Try telling people that saving/ investing money as well weight management have one thing in common – nice record keeping, and they screw up their nose!

Are you in that category?

Do you shudder thinking of the painful paper work or data entry on the comp?

Then come to a simple rule of budgeting. Nothing original, found it on the net. Adapted a little that is all.

Let us call it the 50/30/20 rule…..till you are 30 years of age.

The first 50% of your income at least till your age of 30 will go into: Housing, transport, food, medical and term insurance.

The absolute basics. When I mean food, I mean basic food. Preferably groceries and fuel – not that Barista or CCD coffee. Housing again means the basic – a 1bhk if you are newly married, nothing more. Public transport, or a basic bike/ car.
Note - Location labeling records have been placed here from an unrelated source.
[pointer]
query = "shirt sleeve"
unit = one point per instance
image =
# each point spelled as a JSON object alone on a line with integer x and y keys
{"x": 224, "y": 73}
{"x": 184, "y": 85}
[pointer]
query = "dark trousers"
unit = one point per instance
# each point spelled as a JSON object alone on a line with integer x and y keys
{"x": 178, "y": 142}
No frills.

The next 30% goes into meeting your goals: saving/ investing for making a housing down payment, kids education, car repayment, retirement corpus.

The next 20% goes into lifestyle expenses! this is where your Canon, Nikon, Pentax cameras, Samsung or Nokia phones, oh that lovely Apple Ipod, Bosch speakers, designer dress, fancy gyms, fancy massages, …..whatever.
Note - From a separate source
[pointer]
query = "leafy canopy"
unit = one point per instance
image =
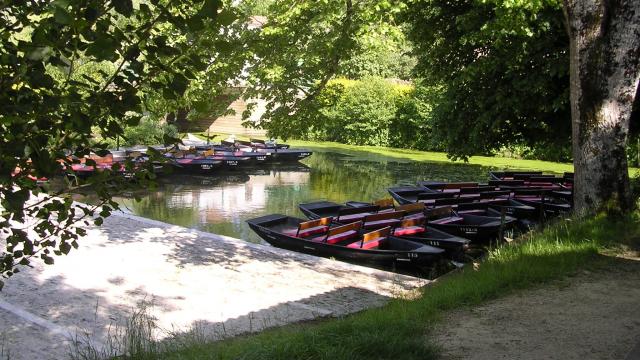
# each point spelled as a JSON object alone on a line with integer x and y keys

As long as you can keep that ratio reasonably close to what you are doing, you are in fine shape.

By the time you are 36 the ratios need to change. There are 2 reasons for this. Your income is now more stable – your spouse’s ‘kid bearing phase is over’ and you are CLEARLY a double income or a SINGLE income family. At this stage you need to spend about 30% on essentials, 50% on the second slot – of investing money for goals, and the 20% on lifestyle expenses. If you cannot meet your goals, it will be NECESSARY for you to reduce the 20% to about 10% – so that you can save/ invest more. Remember it is now that you see your parent’s finances more clearly.

You are now responsible to realize that you need life insurance, kids education corpus, parent’s protection, etc. So you start allocating in a different ratio till you are about 50 years of age.

By the time you are 55, your goals are met and you are now perhaps concentrating only on your retirement….well that is a different story, is it not?

  1. I think 30/50/20 rule is tough to act upon by most of people.
    Lets take example of family with net income of 1lakh per month.
    30K ? 50K for savings ? 20K for lifestyle
    Even with a single income of 1 lakh I this its hard to save 50K every month.
    I am assuming PF is not part of 50K savings.

  2. I am a govt employee so I have mandatory NPS subscrption.

    Should i consider it as investment and deduct my contribution to NPS from total investments or should i consider only take home salary.